Storytelling

Ho un ricordo ancora nitido della riunione del Cerchio LAB, un laboratorio di idee promosso dall’Associazione Il Cerchio Fareassieme Onlus, nella quale l’ex Primario del Servizio di salute mentale di Trento, Renzo De Stefani, aveva lanciato quell’idea allo stesso tempo semplice e geniale:

Chiedere a un folto gruppo di utenti e familiari del Servizio di salute mentale di progettare un loro Servizio ideale“.

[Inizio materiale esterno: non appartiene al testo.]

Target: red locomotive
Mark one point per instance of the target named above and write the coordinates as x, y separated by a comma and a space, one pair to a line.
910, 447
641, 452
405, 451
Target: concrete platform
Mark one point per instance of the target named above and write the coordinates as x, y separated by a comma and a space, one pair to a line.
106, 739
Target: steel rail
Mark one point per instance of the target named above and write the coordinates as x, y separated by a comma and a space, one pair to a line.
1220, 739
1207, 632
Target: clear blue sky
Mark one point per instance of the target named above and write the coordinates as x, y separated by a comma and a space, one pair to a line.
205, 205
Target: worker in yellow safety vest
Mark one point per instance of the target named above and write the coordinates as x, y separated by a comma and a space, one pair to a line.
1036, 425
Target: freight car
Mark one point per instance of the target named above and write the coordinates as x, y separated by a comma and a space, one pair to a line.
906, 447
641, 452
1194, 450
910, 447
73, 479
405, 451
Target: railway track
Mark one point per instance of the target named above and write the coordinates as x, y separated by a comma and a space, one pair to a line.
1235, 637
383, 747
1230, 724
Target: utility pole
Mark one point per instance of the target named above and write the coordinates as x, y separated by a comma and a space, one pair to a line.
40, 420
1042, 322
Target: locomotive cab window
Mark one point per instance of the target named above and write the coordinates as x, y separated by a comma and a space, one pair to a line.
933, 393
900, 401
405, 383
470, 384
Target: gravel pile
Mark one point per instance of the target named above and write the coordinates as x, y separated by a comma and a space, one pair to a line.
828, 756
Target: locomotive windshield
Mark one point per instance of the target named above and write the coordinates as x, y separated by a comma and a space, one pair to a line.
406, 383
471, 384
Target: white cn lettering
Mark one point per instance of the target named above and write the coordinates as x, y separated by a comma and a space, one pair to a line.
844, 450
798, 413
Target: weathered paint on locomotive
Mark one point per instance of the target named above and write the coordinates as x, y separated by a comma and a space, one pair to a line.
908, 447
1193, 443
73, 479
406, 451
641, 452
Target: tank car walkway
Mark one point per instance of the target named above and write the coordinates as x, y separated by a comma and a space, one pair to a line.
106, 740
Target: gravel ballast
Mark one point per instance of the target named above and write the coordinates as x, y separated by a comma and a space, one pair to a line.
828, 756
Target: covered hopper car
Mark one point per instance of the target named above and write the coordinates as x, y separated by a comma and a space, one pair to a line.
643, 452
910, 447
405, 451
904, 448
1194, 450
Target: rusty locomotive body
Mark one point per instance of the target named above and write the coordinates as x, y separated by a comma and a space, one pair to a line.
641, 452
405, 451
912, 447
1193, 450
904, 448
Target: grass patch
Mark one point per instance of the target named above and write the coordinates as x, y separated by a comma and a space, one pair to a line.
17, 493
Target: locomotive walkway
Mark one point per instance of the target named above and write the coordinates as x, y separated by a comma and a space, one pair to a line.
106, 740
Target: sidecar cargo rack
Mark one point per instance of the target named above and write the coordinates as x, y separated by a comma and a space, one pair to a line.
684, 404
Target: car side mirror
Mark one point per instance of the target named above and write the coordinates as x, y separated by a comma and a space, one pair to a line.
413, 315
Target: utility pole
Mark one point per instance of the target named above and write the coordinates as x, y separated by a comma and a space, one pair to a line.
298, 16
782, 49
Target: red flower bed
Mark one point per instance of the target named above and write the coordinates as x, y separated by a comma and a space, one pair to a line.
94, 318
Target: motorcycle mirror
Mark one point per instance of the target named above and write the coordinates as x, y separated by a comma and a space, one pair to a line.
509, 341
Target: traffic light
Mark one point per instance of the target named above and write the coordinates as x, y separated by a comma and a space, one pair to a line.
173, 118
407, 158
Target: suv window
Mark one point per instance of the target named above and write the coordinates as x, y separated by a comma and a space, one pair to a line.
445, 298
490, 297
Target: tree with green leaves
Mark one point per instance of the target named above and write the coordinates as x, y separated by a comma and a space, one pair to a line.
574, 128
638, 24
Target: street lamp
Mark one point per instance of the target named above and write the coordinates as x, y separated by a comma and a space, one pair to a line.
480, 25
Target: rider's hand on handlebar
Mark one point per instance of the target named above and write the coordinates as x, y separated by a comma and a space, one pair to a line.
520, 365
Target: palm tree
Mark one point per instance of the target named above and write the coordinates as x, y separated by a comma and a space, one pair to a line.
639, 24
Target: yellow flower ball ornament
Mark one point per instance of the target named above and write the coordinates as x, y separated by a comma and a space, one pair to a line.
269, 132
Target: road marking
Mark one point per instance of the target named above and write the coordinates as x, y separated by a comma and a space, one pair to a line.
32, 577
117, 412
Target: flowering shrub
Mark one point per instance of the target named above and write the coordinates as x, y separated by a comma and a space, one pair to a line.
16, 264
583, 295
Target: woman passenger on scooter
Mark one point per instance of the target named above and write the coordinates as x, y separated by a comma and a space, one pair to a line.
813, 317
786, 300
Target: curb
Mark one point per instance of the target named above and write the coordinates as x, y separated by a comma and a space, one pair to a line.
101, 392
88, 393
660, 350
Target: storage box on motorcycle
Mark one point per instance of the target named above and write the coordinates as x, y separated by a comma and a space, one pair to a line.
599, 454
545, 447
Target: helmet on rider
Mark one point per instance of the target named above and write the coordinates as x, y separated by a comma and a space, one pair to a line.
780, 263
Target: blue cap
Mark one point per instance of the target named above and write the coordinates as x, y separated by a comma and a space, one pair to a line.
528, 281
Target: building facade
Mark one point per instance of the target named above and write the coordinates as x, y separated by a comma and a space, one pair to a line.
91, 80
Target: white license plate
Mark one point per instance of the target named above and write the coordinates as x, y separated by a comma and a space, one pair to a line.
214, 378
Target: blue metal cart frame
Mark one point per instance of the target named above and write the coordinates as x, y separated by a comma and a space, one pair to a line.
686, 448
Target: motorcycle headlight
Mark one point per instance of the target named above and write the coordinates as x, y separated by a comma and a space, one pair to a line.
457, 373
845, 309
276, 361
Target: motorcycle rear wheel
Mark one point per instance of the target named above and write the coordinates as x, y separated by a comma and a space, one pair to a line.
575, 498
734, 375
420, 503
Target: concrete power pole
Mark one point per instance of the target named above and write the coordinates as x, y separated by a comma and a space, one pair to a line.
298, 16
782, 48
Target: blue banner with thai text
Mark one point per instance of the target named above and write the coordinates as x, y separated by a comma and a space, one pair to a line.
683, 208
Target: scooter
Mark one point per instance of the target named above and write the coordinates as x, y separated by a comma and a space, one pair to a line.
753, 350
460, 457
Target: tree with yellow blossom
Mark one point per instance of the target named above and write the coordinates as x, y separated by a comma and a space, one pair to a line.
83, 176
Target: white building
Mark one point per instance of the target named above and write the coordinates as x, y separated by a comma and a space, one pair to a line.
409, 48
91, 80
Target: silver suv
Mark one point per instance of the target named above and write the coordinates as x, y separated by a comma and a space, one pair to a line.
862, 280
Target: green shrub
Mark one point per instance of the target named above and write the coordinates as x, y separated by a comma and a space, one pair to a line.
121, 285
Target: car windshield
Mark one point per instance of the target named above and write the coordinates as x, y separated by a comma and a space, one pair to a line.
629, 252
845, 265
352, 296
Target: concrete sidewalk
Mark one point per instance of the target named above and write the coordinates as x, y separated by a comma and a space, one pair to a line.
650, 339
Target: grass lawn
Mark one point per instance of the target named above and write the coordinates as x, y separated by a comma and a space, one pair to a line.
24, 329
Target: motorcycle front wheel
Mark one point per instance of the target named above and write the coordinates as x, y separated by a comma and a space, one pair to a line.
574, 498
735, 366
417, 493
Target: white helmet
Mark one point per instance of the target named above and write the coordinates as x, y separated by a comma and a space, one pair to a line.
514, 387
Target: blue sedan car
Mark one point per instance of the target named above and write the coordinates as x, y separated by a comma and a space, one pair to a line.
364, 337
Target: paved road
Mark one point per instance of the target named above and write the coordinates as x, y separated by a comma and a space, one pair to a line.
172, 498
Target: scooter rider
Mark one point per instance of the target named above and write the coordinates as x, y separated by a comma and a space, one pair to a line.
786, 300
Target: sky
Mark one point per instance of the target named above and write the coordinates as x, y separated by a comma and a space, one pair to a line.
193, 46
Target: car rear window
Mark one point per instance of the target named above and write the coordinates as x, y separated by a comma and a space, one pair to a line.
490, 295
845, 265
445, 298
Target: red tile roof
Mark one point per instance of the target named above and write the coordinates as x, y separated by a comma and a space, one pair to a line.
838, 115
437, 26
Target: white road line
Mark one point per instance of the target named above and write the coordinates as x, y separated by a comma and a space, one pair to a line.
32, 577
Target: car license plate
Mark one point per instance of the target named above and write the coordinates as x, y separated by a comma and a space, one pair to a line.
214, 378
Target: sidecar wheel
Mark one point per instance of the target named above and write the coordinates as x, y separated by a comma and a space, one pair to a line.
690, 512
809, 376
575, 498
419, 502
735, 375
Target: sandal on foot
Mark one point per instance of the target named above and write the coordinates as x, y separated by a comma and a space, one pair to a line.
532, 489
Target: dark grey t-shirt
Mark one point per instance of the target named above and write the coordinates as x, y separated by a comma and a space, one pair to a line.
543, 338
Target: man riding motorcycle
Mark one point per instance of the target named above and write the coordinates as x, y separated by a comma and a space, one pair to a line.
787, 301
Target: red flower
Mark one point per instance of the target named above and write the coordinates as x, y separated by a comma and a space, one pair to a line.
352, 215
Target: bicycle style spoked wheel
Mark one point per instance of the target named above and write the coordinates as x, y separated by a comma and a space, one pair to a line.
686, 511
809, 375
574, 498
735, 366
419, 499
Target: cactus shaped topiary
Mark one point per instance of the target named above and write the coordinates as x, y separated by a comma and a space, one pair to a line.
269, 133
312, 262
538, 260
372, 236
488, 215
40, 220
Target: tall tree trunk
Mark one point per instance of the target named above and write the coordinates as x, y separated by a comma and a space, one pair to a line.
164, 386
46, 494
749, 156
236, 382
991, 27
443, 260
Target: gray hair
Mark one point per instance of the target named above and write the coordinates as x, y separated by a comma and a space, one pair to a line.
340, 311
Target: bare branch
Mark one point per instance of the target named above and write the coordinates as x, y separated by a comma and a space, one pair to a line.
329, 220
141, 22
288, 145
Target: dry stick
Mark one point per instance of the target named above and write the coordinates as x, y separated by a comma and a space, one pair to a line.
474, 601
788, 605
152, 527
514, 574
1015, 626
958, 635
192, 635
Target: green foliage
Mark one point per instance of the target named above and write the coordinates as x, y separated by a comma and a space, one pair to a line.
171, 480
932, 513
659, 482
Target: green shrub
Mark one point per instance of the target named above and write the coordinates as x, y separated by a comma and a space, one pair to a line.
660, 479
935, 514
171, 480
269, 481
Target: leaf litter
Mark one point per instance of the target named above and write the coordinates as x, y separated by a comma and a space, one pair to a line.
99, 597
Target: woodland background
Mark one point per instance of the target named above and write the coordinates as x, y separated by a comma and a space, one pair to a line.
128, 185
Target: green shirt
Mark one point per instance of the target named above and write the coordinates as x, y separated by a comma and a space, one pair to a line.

Devo ammettere che mi era subito piaciuta come proposta, vuoi anche per i miei trascorsi nel mondo della qualità aziendale: il rivolgersi ai “clienti” per ridisegnare un Servizio che fosse orientato ai loro bisogni ed alle loro aspettative costituiva indubbiamente una novità nel settore dei servizi sanitari.

Forse mi lasciai sfuggire l’entusiasmo o forse si era già pensato a me, fatto sta che fui indicato all’unanimità per portare a compimento la missione.

La mia prima mossa fu quella di chiedere la collaborazione di Andrea, un amico (avevamo già lavorato insieme al CSM nel Gruppo di Progettazione Partecipata) e un grande conoscitore della materia, oltre che oratore impeccabile.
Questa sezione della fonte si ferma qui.